Uno dei casi più noti degli ultimi anni, risalente all’agosto 2023, riguarda proprio l’Inter. Lazar Samardzic aveva infatti completato le visite e l’Inter aveva definito l’accordo con l’Udinese. L’operazione non saltò per motivi medici, ma per la revisione delle condizioni contrattuali e delle commissioni richiesta dal padre e dal nuovo entourage del giocatore. Discorso simile per Marco Brescianini, dal Frosinone al Napoli, nell’agosto 2024: il giocatore superò le visite a Villa Stuart, ma non arrivò alla firma. In questo caso fu il Napoli - che, in realtà, aveva fiutato la possibilità di arrivare a Scott McTominay - a cercare di modificare la formula dell’operazione già concordata; il Frosinone non accettò e l’Atalanta si inserì, chiudendo rapidamente l’acquisto.

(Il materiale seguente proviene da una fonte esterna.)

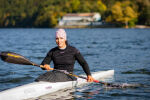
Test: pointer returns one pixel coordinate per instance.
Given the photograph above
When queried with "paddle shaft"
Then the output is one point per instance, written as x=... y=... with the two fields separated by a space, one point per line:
x=11 y=57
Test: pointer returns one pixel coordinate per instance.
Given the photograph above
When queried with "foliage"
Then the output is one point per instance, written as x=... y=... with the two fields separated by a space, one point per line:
x=46 y=13
x=123 y=12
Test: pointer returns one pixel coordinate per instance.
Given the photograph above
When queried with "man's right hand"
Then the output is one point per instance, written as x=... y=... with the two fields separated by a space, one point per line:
x=47 y=67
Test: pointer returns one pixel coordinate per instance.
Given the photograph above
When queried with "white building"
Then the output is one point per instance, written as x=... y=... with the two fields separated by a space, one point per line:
x=79 y=19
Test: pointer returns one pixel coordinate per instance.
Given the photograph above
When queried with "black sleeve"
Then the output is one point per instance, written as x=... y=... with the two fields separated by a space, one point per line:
x=82 y=62
x=47 y=59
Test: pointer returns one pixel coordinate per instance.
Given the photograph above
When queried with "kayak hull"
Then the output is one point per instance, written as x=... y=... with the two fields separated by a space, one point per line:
x=36 y=89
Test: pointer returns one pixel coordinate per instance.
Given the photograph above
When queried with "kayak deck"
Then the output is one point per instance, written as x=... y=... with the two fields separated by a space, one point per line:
x=37 y=89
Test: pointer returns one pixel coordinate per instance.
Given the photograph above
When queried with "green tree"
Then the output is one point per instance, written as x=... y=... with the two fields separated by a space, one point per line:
x=122 y=12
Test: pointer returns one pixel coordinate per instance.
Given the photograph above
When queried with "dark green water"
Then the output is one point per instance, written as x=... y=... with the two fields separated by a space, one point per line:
x=127 y=51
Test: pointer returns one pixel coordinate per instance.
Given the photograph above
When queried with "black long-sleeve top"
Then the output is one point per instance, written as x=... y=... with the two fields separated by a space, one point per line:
x=64 y=59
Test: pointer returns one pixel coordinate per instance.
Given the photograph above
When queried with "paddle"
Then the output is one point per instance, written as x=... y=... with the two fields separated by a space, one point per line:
x=11 y=57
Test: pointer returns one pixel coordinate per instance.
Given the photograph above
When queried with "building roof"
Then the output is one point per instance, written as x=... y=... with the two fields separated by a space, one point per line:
x=80 y=14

A volte, le visite sono anche motivo di attrito tra due club o tra il giocatore e la società dove sarebbe dovuto andare. È il caso del Milan, che nell’ultima stagione ha vissuto addirittura due casi del genere: a febbraio sarebbe dovuto arrivare Jean-Philippe Mateta, dal Crystal Palace. Il trasferimento saltò dopo le visite supplementari: le condizioni del ginocchio dell’attaccante non convinsero definitivamente il club rossonero. Un po’ come era accaduto in estate con Victor Boniface, dal Bayer Leverkusen. Posizioni contrastanti emersero anche tra Kevin Danso e la Roma, che nell’agosto 2024 aveva concordato con il Lens l’arrivo del difensore. Svolse due sessioni di visite, ma non ottenne l’idoneità necessaria, anche se sia lui sia il Lens contestarono la decisione della Roma. Non ha mai vestito la maglia della Juventus, invece, Patrik Schick: il club bianconero si tirò indietro dopo le visite mediche svolte a giugno 2018, anche se poi l’attaccante ceco ha giocato in Serie A.